Lo mejor, los tres goles

España-Kosovo era más que un partido de fútbol. España no ha reconocido todavía a aquel país como independiente porque no ha aceptado la decisión unilateral de los kosovares de separarse de Serbia. Las autoridades españolas habían aceptado el partido, pero mantuvieron la idea de que no era contra otro país sino contra una federación. Se resolvió el conflicto en los despachos y en el terreno de juego era necesario que la selección española se hiciera con los tres puntos.

El partido tuvo cuatro momentos para recordar: el gol de fantasía de Dani Olmo, el de Gerard Moreno en la primera vez que remató a puerta, la entrada de Sergio Ramos en el minuto 86, para que cumpliera un partido más como internacional en busca de un récord mundial, y la gilipollez de Unai Simón, que salió de su zona como un jugador más perdió la pelota en casi en el centro del campo y ante la portería vacía Halimi hizo el tanto kosovar.

Para lograr los tres puntos España empezó con una diana de Dani Olmo con lo que quien cerró el triunfo ante Georgia pareció que aún estaba en Tiflis y de ahí que esta vez abriera el marcador. Pero un gol al modo de lo que hoy se estila. Ya no hay los viejos zambombazos, los tiros explosivos. Ahora, hay jugadores que buscan la escuadra contraria con disparos de artesanía. Así fue la diana de Olmo. Nada competir con la velocidad del sonido. Le valió enviar el balón en equilibrada parábola para que llegara al marco contrario por la escuadra.

El tanto sirvió para despertar el juego y a los espectadores que hasta ese instante había podido conversar sobre la teoría de las aleacionesmetálicoatómicas o algo parecido. La Roja no jugaba a nada especial. Los kosovares evitaban que se llegara a su área con posibilidad de gol y en los momentos más apurados conseguían despejar. Kosovo cuenta con un conjunto en el que por cuestiones políticas han sido internacionales con varios países y finalmente se han centrado en el suyo. Algunos se han acreditado en Alemania y Suiza y están en la zona baja de la clasificación mundial. Muy por encima del número cien. A tal adversario había que ganarle para que después del empate con Grecia se volviera a encabezar el grupo de clasificación aun sabiendo que Suecia tiene un partido menos y allí habrá que ir cuando se reanude la competición, en septiembre.

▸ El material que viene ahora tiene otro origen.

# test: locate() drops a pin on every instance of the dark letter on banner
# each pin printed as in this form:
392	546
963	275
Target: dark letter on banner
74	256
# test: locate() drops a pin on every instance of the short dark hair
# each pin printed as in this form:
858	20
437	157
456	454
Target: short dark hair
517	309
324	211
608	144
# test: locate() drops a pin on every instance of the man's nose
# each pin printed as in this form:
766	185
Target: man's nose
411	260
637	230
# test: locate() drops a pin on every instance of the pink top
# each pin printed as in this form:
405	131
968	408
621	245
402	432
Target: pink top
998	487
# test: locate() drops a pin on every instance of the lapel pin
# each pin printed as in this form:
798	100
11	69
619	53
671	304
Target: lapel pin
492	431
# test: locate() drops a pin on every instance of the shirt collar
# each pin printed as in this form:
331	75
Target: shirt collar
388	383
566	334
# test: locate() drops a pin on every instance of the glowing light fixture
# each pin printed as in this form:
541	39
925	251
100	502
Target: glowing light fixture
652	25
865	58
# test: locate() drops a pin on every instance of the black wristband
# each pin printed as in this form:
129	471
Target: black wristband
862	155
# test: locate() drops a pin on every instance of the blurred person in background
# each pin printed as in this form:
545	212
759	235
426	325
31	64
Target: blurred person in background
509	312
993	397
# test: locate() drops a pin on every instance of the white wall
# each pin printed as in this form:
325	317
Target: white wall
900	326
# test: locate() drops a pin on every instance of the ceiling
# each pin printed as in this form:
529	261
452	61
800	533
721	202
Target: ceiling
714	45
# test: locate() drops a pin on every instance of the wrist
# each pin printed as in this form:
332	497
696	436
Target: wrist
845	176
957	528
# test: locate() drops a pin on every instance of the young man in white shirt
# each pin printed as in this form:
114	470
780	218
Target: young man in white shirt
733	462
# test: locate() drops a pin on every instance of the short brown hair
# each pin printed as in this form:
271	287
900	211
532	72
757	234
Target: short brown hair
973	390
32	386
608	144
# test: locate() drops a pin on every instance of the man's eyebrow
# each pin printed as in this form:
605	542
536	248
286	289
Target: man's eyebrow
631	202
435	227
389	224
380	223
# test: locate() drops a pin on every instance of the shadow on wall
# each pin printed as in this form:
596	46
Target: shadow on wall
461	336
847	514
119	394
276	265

El despertar del equipo tuvo como consecuencia que Ferrán Torres se atreviera a tirar a gol y marcara el segundo tanto. Con el resultado a favor las jugadas españolas tuvieron más fuste. Hasta entonces se había buscado el ala izquierda para que Jordi Alba y Olmo llevaran el juego al área donde Morata no se encontraba a gusto porque era muy marcado.

Luis Enrique no hizo esta vez muchos cambios al comienzo pero si ello no fue causa de polémica, si lo es que volviera a dejar a Sergio Ramos en el banquillo que en estos momentos parece el de los acusados. Arregló lo que muchos considerarán un desaguisado dándole los minutos de la basura para que sumara intencionalidades.

Luis Enrique se mantiene en su idea de contar con amplia plantilla. Por el momento ha hecho tres alineaciones en las que lo que han sido dudas, con la tercera jornada se han convertido en realidades. Le gusta su manera de trabajar y mantiene un elenco con el que seguir trabajando. No hay todavía el once con juego creativo, pero en el panorama está la idea de que prefiere muchos movimientos más que onces más estáticos. De momento, de los tres partidos ha ganado dos, pero ante el más fuerte, Grecia, no pasó del empate. Y lo de Sergio Ramos es tocar sagrado.